There are some interesting seeds of ideas in the movie, like Superfly’s evil plan to wipe out humanity and the internal conflict the Turtles wrestle with over obeying their father or following their hearts. But it’s all so cringey, calculated, and plainly derivative. Spider-Verse found a way to stay true to its mythology while expanding it, while here the writers only want to refashion the Turtles to make it hip and 2023. But also full of throwback jams like Blackstreet’s “No Diggity”, Ol’ Dirty Bastard’s “Shimmy Shimmy Ya”, and A Tribe Called Quest’s “Can I Kick It?” and some kind of remix of 4 Non Blondes “What’s Up.” I guess this is what the marketing campaign meant when it billed Rogen as a “permanent teenager.”

As I alluded to in my recent review of Transformers: Rise of the Beasts, there’s little that’s worse than hearing the revered hits of your childhood attached to a bad movie and I do not hesitate to call Mutant Mayhem that, even anticipating a certified fresh rating and solid CinemaScore. Good movies don’t just closely emulate great ones. They don’t try to latch onto prevalent trends in pop culture. It’s in succeeding that they themselves define the culture.

It may be difficult for many to judge this franchise objectively, but even though I was born the same year as Rogen and Goldberg, grew up with all the same stuff, and consider myself wildly nostalgic, I do not struggle to judge this new film on its own merits with an open mind and a clean slate. My appreciation of the Turtles was short-lived and mainly consisted of me enjoying the animated TV series in my first few years of elementary school. The pizza-scented scratch n’ sniff stickers and, I think, Pizza Crunchabungas both left a greater impression on me than the specifics of the plots, although the Renaissance character names have all stayed with me.

I remember the live-action movies being hugely popular in the early 1990s, but I considered them first-time viewings when I watched all three in full and in order a couple of years ago. From today’s perspective, they’re impressive for the practical costume and production design more than anything else. I clearly remember 2007’s computer-animated TMNT trying to capitalize on the original audience’s increased disposable income and possible offspring. It was, and probably remains, pretty okay, although I’ve never had any desire to revisit it in the past sixteen years since I reviewed it. Then in the 2010s, there was Michael Bay, riding high on his Transformers riches, producing live-action with CGI hybrids, presumably craving some of that Alvin and the Chipmunks-type generational gold. I only saw the first of the two, but that was enough to know they were not good.

Despite this pretty modest legacy, the powers that be keep returning to this franchise, probably because brands remain king in Hollywood. The first Bay movie did gross nearly half a billion dollars worldwide and the initial 1990 live-action movie’s domestic gross, adjusted for inflation, is nearly the equivalent of $300 million now, a sum that very few movies these days hit in North America, even those with budgets in that same neighborhood.

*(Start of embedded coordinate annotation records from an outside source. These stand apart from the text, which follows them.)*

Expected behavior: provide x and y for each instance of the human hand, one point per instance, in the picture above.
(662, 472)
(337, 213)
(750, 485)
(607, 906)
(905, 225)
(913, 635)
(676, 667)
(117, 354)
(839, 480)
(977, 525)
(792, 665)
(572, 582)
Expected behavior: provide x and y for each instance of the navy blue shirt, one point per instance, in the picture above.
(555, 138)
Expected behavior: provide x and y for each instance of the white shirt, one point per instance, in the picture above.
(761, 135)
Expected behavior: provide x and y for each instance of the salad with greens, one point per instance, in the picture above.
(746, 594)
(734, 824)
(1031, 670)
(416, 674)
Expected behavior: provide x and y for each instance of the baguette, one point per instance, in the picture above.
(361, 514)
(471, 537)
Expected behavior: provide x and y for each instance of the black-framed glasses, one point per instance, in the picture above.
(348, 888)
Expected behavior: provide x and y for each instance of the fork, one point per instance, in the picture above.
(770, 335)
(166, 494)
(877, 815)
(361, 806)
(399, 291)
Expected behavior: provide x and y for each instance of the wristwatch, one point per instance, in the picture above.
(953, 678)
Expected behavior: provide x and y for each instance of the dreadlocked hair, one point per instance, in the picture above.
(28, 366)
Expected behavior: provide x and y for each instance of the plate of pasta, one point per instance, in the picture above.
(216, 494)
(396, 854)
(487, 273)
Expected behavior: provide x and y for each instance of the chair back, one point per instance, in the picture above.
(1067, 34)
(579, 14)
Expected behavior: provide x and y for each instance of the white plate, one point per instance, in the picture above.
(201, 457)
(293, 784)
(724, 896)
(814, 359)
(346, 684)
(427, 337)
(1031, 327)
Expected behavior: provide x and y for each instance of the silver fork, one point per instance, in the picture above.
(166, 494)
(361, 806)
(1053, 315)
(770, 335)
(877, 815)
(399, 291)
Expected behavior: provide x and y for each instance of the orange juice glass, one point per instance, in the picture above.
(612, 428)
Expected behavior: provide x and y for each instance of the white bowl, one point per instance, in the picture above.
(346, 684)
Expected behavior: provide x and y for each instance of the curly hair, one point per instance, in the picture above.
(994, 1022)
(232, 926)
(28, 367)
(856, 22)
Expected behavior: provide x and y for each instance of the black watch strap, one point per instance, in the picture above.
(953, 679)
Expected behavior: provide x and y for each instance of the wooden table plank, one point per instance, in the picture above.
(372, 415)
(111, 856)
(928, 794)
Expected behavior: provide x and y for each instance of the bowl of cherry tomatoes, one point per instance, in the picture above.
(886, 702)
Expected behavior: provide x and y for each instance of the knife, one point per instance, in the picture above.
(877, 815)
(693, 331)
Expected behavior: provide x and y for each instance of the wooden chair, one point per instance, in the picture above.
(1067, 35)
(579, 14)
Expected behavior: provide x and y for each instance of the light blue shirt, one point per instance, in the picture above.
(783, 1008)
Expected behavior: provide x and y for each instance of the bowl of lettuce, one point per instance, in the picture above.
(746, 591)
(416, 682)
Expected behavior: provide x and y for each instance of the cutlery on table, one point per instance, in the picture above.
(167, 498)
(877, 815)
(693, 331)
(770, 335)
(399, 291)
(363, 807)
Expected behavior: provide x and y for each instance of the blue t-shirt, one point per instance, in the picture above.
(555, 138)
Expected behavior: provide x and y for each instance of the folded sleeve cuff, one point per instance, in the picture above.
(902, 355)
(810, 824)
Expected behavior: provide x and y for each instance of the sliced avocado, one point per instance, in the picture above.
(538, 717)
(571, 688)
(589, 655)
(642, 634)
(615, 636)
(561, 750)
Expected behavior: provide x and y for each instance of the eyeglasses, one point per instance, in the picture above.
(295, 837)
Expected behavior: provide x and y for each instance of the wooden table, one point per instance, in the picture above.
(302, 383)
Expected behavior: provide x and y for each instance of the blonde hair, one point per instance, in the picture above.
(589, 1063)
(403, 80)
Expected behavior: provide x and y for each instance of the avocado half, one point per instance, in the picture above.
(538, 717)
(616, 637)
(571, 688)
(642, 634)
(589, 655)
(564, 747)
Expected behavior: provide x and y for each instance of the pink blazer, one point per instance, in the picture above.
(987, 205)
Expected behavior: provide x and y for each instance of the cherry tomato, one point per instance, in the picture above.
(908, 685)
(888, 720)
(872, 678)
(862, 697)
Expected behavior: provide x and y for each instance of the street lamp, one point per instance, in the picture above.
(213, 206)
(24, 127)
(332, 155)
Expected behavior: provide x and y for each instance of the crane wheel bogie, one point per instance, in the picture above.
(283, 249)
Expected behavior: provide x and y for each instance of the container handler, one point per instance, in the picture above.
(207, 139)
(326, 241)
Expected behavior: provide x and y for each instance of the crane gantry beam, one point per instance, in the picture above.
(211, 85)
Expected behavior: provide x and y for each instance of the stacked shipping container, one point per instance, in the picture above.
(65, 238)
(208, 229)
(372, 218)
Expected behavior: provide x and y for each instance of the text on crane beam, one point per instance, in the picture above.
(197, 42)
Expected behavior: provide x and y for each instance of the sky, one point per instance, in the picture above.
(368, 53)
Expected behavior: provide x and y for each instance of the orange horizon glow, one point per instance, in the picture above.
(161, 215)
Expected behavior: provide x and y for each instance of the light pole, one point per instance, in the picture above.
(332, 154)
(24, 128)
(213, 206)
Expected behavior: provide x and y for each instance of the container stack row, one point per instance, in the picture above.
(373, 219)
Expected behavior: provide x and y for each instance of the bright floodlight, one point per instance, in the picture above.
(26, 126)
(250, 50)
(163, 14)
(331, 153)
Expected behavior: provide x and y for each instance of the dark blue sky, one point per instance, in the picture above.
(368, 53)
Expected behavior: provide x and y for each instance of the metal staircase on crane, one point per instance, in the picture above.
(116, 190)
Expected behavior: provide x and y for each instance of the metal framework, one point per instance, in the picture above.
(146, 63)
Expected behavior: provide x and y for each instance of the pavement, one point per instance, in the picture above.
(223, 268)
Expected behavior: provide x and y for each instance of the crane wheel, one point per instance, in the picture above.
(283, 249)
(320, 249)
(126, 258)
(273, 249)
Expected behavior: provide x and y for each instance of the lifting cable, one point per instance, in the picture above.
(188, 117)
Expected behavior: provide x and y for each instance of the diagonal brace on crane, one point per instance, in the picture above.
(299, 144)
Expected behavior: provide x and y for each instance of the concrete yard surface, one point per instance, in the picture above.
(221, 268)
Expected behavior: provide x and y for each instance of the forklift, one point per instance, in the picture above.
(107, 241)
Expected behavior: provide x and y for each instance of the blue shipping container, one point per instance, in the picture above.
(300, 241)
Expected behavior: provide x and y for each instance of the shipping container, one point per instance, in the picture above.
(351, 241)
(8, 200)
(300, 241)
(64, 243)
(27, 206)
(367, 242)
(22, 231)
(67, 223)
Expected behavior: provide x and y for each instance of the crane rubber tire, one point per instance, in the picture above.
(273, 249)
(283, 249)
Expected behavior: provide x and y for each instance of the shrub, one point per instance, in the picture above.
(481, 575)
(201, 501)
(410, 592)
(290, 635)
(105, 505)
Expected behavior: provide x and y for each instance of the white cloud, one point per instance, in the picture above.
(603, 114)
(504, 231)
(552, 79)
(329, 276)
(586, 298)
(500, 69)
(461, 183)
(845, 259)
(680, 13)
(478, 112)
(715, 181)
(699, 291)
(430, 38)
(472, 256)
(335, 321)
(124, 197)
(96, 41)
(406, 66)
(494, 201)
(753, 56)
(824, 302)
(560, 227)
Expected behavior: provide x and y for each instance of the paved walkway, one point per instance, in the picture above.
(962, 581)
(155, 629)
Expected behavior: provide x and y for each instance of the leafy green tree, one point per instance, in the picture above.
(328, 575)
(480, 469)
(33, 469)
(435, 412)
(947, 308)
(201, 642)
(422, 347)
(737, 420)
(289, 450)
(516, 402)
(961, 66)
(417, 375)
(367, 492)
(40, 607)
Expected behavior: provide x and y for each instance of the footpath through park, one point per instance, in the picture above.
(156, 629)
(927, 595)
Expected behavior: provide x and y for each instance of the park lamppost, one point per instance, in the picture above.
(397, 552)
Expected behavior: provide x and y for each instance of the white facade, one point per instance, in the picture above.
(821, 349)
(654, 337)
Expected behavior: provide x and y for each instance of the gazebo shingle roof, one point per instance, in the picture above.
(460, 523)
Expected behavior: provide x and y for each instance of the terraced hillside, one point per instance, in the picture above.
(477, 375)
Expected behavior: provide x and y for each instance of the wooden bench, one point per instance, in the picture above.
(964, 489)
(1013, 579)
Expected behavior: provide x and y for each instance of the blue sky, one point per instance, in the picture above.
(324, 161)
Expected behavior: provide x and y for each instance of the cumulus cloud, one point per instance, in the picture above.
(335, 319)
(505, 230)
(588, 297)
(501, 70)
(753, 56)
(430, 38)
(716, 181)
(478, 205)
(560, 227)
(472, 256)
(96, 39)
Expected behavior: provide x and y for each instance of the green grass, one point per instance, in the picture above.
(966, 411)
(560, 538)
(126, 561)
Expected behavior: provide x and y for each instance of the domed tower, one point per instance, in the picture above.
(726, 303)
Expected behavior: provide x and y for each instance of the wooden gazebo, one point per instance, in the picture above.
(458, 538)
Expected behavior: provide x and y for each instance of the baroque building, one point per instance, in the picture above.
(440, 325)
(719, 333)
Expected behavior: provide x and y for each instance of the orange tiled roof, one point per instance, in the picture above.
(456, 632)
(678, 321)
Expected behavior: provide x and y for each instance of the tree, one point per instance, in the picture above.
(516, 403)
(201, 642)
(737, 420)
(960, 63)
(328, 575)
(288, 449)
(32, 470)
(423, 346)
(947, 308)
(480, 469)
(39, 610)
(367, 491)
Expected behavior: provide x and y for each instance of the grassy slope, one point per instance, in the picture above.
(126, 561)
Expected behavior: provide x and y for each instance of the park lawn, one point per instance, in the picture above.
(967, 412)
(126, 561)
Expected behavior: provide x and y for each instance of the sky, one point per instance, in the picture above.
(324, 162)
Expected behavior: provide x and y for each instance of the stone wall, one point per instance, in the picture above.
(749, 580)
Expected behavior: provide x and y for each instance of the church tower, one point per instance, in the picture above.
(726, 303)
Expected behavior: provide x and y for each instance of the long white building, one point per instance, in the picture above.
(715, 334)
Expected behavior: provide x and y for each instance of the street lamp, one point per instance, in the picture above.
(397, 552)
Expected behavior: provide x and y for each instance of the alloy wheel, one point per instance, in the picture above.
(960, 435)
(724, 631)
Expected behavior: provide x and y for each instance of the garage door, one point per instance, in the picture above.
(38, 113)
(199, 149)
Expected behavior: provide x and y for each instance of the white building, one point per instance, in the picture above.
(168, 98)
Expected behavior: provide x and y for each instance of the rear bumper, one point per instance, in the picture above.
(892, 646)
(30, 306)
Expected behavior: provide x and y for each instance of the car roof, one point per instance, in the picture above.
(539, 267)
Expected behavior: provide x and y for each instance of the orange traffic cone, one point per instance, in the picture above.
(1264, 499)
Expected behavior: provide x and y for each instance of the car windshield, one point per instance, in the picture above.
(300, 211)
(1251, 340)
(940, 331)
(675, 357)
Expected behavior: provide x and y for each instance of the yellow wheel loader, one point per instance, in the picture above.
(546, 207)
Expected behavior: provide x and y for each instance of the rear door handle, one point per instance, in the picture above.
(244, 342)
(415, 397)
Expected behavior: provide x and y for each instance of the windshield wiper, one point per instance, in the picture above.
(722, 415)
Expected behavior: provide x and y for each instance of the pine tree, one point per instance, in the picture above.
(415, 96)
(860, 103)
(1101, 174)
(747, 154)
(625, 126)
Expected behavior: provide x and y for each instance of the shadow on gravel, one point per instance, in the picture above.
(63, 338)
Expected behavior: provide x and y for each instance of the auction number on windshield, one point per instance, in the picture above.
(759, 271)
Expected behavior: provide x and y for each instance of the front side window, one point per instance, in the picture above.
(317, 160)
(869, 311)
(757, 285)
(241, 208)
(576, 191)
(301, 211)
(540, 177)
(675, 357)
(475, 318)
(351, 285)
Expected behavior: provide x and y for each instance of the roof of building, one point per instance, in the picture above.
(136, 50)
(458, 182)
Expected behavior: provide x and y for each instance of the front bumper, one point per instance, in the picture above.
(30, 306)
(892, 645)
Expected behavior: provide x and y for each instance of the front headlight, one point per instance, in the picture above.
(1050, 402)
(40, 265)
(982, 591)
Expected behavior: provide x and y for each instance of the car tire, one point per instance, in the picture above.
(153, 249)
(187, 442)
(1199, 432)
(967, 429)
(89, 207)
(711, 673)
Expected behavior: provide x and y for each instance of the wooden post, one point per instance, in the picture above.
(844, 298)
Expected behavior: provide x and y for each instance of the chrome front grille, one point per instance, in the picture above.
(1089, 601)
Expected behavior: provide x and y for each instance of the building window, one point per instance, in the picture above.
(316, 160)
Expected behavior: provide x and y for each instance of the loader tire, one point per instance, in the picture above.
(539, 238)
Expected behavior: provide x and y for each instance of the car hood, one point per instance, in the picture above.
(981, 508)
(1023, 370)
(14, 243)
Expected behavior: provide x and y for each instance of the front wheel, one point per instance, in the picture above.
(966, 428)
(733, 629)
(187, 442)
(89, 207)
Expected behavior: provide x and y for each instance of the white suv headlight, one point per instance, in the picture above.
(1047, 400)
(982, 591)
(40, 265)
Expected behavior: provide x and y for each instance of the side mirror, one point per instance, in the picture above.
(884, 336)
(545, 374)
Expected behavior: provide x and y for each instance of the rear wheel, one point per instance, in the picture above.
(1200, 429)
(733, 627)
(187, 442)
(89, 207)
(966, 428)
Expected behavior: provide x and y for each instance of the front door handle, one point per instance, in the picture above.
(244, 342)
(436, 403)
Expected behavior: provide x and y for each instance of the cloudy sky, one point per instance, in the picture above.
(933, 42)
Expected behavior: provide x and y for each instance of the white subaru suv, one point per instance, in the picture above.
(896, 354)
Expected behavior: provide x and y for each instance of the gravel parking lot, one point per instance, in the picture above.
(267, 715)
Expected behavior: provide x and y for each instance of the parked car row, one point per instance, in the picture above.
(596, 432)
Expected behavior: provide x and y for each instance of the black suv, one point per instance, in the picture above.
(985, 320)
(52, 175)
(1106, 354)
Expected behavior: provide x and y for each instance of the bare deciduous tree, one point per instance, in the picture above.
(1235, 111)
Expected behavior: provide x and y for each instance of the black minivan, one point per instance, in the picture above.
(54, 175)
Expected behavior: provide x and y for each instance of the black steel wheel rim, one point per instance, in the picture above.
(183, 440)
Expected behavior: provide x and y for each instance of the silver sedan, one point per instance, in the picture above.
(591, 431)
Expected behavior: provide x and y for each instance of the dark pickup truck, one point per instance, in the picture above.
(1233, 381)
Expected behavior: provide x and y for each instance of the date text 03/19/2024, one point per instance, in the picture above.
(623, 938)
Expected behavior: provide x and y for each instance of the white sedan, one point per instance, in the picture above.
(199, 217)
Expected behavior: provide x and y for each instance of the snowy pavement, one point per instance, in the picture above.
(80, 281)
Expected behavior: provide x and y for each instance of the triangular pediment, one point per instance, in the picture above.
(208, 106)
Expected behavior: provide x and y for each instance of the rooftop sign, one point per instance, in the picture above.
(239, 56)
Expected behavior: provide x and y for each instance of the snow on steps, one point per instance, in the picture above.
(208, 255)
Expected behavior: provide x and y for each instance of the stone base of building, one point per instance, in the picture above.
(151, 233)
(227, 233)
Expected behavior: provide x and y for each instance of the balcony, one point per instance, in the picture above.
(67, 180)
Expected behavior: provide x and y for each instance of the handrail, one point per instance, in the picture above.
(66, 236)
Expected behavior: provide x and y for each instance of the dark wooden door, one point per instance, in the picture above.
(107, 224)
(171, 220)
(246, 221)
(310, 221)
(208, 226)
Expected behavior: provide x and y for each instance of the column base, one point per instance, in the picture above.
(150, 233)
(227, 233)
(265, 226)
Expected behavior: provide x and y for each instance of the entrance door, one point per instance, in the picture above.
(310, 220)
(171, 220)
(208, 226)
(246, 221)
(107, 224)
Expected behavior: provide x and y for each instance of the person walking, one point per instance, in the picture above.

Paramount Pictures has struggled to stay competitive in recent years, despite Top Gun: Maverick positively dominating the box office in 2023. They’ve closely followed the Disney model of high-cost, low-quantity output and yet since surrendering Marvel to the Mouse more than a decade ago, have failed to connect with moviegoers with any consistency. Even last year’s savior, Tom Cruise, is seeing his latest Mission: Impossible movie underperform for them right now, embarrassingly trailing that crowdfunded conservative Jim Caviezel movie. For their rich history and countless contributions to cinema, I hope that Paramount can change course and avoid obliteration. The correlation between quality and commerce seems tenuous this year, with Super Mario Bros. being the only movie to cross the $1 billion threshold globally. Mutant Mayhem wants Mario‘s returns and Spider-Verse‘s respect, but it deserves neither.